Sunday, December 13, 2009

The Parking Lot Cookie Disaster

It has been a whirlwind of a weekend and there is still a lot to do. As the Holiday Season embiggens, our attempts to remain cromulent towards it grow more difficult. And yet we continue to try all the more, because to not strive in the face of holiday difficulties is . . . well, what is it exactly? Cowardly? Humbuggish? Secular?

I guess I don't know what I should be doing. I can only relate what I have been doing.

Yesterday Lynda and I split up bright and early, taking parts of the family in different directions. Sarah and I headed to the church. We helped put up the Christmas trees, hang wreathes, futz with strands of tree lights, eat coffee cake, and sweep the floor. Lynda took Grace and Hannah to get more flu vaccines at the pediatrician's office in Hilliard.

After those chores were all done, we all got haircuts and bought groceries. And all that was done before noon. (So, take that Shirtless, who didn't even get out of bed before 12:30 yesterday.)

But there was still plenty more to do. Later that night we spent a few hours decorating Christmas cut-out cookies for Sunday's church pageant. And I made chocolate-covered pretzel rods that will serve as a gift to the kids' school teachers. By then it was past 8:00 and time for kids to be in bed.

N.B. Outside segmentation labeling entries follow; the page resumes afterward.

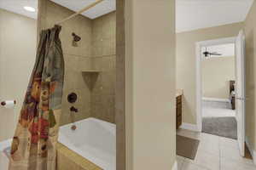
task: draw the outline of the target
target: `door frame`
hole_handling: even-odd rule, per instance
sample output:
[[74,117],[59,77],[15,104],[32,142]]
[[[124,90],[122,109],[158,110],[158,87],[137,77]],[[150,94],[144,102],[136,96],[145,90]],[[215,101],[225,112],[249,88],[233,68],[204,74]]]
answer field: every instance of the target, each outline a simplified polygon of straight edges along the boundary
[[236,37],[212,39],[195,42],[195,101],[196,101],[196,128],[199,132],[202,131],[202,82],[201,82],[201,53],[204,46],[220,45],[225,43],[235,43]]

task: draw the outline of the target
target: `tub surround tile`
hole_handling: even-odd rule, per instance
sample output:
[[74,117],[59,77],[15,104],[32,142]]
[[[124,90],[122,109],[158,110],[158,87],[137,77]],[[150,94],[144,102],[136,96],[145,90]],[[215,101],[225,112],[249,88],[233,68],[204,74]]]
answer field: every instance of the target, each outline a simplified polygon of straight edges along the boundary
[[115,122],[115,12],[92,23],[92,68],[101,70],[91,91],[91,116]]
[[57,144],[57,170],[102,170],[83,156]]

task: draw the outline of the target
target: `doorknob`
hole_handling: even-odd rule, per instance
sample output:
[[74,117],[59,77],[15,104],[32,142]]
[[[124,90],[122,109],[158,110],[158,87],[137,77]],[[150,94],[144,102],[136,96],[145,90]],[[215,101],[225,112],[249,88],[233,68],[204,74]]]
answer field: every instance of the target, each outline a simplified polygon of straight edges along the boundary
[[239,98],[239,97],[236,97],[236,99],[239,99],[239,100],[247,100],[249,99],[248,98]]

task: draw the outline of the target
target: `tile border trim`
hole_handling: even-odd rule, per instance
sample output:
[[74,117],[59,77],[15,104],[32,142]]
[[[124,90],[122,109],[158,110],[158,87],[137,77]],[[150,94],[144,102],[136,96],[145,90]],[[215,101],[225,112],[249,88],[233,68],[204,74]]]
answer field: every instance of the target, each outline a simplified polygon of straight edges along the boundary
[[230,99],[220,99],[220,98],[202,98],[202,100],[230,103]]

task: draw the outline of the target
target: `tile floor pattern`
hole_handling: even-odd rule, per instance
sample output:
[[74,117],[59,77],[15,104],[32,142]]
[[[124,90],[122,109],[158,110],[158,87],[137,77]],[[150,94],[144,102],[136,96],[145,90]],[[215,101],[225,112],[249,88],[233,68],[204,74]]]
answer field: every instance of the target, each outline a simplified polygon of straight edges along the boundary
[[256,170],[253,160],[240,156],[236,140],[183,129],[177,133],[201,141],[195,160],[177,156],[178,170]]

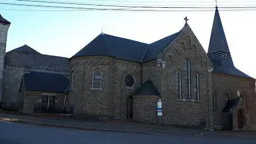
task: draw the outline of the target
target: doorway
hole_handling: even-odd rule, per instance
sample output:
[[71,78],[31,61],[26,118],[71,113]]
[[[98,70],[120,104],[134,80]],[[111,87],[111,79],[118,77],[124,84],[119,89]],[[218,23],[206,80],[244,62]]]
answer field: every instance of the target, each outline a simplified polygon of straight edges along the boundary
[[237,125],[238,128],[243,128],[244,125],[244,115],[243,111],[239,109],[237,112]]
[[133,98],[132,96],[129,96],[127,98],[127,118],[132,119],[133,112]]

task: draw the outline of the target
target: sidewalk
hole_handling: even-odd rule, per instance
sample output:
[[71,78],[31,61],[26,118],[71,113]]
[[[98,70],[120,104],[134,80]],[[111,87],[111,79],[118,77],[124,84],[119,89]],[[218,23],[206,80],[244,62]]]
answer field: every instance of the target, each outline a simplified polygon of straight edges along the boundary
[[[6,121],[76,128],[87,131],[115,131],[166,136],[201,136],[201,133],[197,130],[181,129],[170,126],[159,126],[130,122],[97,121],[92,122],[57,116],[52,116],[51,118],[38,117],[36,117],[36,116],[6,113],[0,113],[0,120]],[[256,133],[237,131],[204,132],[204,136],[235,136],[252,138],[255,137],[255,136],[256,136]]]

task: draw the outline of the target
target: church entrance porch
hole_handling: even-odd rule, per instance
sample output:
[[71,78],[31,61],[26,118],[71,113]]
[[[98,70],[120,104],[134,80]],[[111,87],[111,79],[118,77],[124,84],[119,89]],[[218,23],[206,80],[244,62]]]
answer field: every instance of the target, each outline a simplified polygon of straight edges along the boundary
[[127,119],[132,119],[132,111],[133,111],[133,98],[132,96],[127,98]]

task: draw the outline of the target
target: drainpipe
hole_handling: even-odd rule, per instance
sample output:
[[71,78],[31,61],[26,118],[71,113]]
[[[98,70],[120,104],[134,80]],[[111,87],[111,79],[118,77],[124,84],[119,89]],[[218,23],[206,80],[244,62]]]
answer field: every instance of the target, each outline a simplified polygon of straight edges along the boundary
[[65,92],[65,96],[64,98],[64,110],[66,110],[66,100],[67,98],[67,92]]

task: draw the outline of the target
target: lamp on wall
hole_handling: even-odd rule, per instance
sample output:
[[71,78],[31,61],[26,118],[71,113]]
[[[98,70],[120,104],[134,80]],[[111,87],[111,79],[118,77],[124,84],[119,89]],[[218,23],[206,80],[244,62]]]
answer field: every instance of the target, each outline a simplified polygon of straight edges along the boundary
[[165,62],[161,59],[158,59],[156,60],[157,62],[157,66],[161,68],[164,68],[165,66]]
[[213,68],[208,68],[208,72],[209,72],[209,73],[212,72],[213,71]]

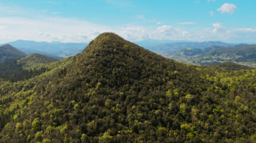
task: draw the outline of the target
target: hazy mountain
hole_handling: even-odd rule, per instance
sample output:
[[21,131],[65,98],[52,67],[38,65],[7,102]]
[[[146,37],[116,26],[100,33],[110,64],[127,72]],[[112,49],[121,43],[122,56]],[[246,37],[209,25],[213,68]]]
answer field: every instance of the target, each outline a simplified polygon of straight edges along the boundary
[[32,54],[21,59],[18,60],[17,62],[22,65],[23,69],[38,68],[45,64],[57,61],[58,60],[39,54]]
[[21,59],[8,61],[0,64],[0,78],[16,82],[39,75],[49,68],[46,65],[58,61],[39,54],[32,54]]
[[168,53],[184,48],[203,49],[211,46],[229,47],[233,44],[225,43],[221,41],[204,41],[204,42],[177,42],[173,43],[165,43],[147,49],[156,53],[165,56]]
[[173,43],[177,42],[188,42],[188,41],[184,40],[169,40],[169,39],[145,39],[141,41],[134,42],[135,43],[145,48],[151,47],[155,45],[162,45],[165,43]]
[[188,65],[113,33],[47,67],[1,81],[1,142],[256,141],[255,70]]
[[0,47],[0,63],[25,56],[26,54],[7,44]]
[[245,65],[238,65],[237,63],[225,61],[216,65],[206,65],[206,67],[213,68],[218,70],[228,70],[228,71],[239,71],[239,70],[250,70],[255,69],[255,68],[249,67]]
[[214,46],[205,49],[184,49],[170,53],[167,57],[195,65],[235,61],[256,67],[256,45],[239,44],[229,47]]
[[8,43],[27,54],[38,53],[57,59],[74,56],[81,52],[88,45],[87,43],[66,43],[56,41],[48,43],[25,40],[18,40]]

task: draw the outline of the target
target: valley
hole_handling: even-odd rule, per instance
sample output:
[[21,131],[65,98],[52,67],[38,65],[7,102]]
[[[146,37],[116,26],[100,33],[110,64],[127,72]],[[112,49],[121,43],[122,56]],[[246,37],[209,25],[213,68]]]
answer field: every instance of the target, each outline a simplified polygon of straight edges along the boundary
[[109,32],[59,61],[13,62],[30,76],[0,82],[3,142],[256,142],[254,69],[179,63]]

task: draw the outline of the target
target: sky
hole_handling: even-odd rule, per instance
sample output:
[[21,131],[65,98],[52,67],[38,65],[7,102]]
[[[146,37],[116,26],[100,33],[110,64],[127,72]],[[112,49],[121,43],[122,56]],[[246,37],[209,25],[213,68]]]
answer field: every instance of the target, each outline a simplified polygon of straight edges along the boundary
[[18,39],[256,43],[255,0],[0,0],[0,43]]

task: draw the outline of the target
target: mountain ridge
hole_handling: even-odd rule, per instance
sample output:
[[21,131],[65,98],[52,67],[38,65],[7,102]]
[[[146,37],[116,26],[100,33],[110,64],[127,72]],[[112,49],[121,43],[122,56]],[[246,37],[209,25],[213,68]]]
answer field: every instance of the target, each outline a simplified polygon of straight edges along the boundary
[[0,47],[0,63],[21,58],[25,56],[27,56],[25,54],[9,44]]
[[178,63],[113,33],[51,66],[3,82],[3,142],[256,140],[255,70]]

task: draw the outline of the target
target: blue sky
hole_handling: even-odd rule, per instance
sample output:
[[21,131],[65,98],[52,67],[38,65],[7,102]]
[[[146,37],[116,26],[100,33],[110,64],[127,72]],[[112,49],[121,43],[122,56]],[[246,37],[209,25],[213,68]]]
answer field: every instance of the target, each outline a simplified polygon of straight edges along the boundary
[[0,0],[0,43],[124,38],[256,43],[255,0]]

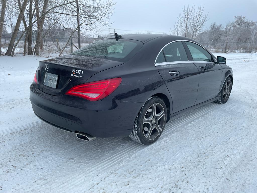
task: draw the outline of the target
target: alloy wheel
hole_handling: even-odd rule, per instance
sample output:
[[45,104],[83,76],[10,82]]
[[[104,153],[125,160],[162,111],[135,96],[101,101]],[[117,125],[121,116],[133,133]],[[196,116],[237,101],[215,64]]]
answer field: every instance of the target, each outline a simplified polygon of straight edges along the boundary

Once we were done with that Lynda made some angels wings for Grace's role in the pageant. There was lots of tracing, cardboard cutting, gold spray-painting, and star attaching.

Then we went to bed.

This morning we got up and had pancakes, eggs, bacon, and drinks. (Because Lynda needs to make a big breakfast once a weekend to earn her good parenting badge.) Then we hurriedly got dressed for church. We realized it was raining, so we got umbrellas and loaded up the van. I noticed that Lynda also was gathering the carry box of Christmas cookies to take with us, and I knew that, since the pageant was at 3:30 . . . we didn't have to take them with us, but we were running late so I didn't press the point. (Bad mistake, as you will see.)

We drove through the rain (see how I'm starting to emphasize the rain?) and made it to church five minutes late. The parking lot was full because (as I'd soon learn) there was a baptism today and we had extra visitor; that and the usual increase of people during the Advent/Christmas season.

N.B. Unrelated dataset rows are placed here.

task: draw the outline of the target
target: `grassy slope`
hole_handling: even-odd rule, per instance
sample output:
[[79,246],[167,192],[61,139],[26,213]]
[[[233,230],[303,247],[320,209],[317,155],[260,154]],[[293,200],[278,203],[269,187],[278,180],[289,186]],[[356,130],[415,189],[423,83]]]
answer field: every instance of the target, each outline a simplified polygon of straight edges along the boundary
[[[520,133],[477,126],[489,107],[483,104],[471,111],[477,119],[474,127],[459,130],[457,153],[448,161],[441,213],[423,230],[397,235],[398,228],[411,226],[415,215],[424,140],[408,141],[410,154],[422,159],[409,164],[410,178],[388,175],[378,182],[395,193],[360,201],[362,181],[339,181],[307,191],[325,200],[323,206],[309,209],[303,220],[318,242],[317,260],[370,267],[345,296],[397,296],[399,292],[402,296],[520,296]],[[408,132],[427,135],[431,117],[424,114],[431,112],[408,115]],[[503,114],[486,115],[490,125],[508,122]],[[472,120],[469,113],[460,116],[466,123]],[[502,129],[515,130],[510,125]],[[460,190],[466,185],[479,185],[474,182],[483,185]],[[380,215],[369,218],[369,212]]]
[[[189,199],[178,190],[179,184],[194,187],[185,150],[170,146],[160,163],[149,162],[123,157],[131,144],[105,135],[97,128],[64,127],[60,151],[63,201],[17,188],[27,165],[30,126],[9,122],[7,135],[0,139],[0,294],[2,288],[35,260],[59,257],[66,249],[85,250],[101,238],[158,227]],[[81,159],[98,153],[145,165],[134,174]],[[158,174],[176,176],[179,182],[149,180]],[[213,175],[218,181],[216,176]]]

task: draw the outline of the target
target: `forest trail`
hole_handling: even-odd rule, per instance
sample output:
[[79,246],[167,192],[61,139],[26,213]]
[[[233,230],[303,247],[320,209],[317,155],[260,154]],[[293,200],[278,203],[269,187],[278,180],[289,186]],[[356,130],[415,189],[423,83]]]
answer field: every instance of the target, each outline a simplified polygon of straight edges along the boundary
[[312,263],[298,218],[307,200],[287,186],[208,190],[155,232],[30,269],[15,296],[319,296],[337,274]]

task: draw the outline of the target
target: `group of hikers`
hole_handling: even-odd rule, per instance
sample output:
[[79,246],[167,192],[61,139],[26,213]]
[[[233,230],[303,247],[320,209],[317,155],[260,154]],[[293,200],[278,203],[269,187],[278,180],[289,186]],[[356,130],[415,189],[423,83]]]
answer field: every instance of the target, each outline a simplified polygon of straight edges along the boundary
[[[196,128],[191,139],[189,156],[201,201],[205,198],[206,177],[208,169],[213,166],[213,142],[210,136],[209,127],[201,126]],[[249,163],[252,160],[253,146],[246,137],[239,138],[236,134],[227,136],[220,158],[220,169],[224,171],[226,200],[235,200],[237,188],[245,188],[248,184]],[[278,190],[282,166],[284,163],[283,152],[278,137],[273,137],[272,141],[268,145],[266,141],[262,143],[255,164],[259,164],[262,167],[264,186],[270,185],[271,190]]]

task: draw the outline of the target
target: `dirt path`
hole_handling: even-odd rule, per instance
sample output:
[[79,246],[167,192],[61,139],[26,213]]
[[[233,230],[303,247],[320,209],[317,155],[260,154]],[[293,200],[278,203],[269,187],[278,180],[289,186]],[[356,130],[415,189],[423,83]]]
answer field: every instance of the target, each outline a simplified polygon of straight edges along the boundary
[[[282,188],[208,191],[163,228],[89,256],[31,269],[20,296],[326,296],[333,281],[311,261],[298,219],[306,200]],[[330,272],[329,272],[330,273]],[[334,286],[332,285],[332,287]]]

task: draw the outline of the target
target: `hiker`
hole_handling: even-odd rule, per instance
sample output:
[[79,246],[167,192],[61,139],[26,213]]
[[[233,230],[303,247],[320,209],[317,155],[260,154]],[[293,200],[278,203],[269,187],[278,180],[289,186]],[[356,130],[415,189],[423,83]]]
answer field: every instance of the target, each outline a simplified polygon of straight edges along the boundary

Because of the rain (!!) I had to drop everyone off at the door and then find a spot at the far end of the parking lot and then walk with an umbrella to the door. But remember that I was also trying to carry the unnecessary cookies in one hand while holding an umbrella (because of the rain, remember?) and did I mention that the cookies were in a carry box? One with a snap-on lid and featuring two plastic handles?

So, while juggling the umbrella--that I wouldn't have needed but for the rain--and the box with the plastic handles and clips, I was forced to rely on the notoriously weak handles and clips to transport the premature cookies. If it had not been raining, I would had cradled the carry box like a stack of wood, or like George Bailey totin' Mary Hatch's books home from school.

But I wasn't George Bailey, it was raining, I did rely on the plastic clips, and i had to walk extra far because of the crowd.

Twenty steps from the van, while avoiding a puddle, the clips failed and the carry box separated top from bottom. The cookies that the girls had painstakingly iced and sprinkled tumbled onto the wet asphalt, broken, inedible, and so very, very unnecessary and premature.

I paused to gather my awareness of what had just happened. I resisted the urge to curse the heavens while standing in a parking lot flanked on one side by an Episcopal church and one the other side by a Jewish synagogue. I reaisted the desire to keep in walking, leaving the cookies to dissolve back into flour, sugar, and butter. I stooped down and put the sodden cookies into the faulty box. Then I put the box in the van. Then I went into the church to find some perspective.




-- Posted From My iPhone (so, I apologize in advance for any typos I missed)

2 comments:

Nana Cheri said...

I'm sure Job felt like this at times. So sorry!

Sven Golly said...

(from a critical distance) Would it be cruel to wish you more adventures in order to bring forth gems like this? Yes, it would. It might even be cromulent, cowardly, secular!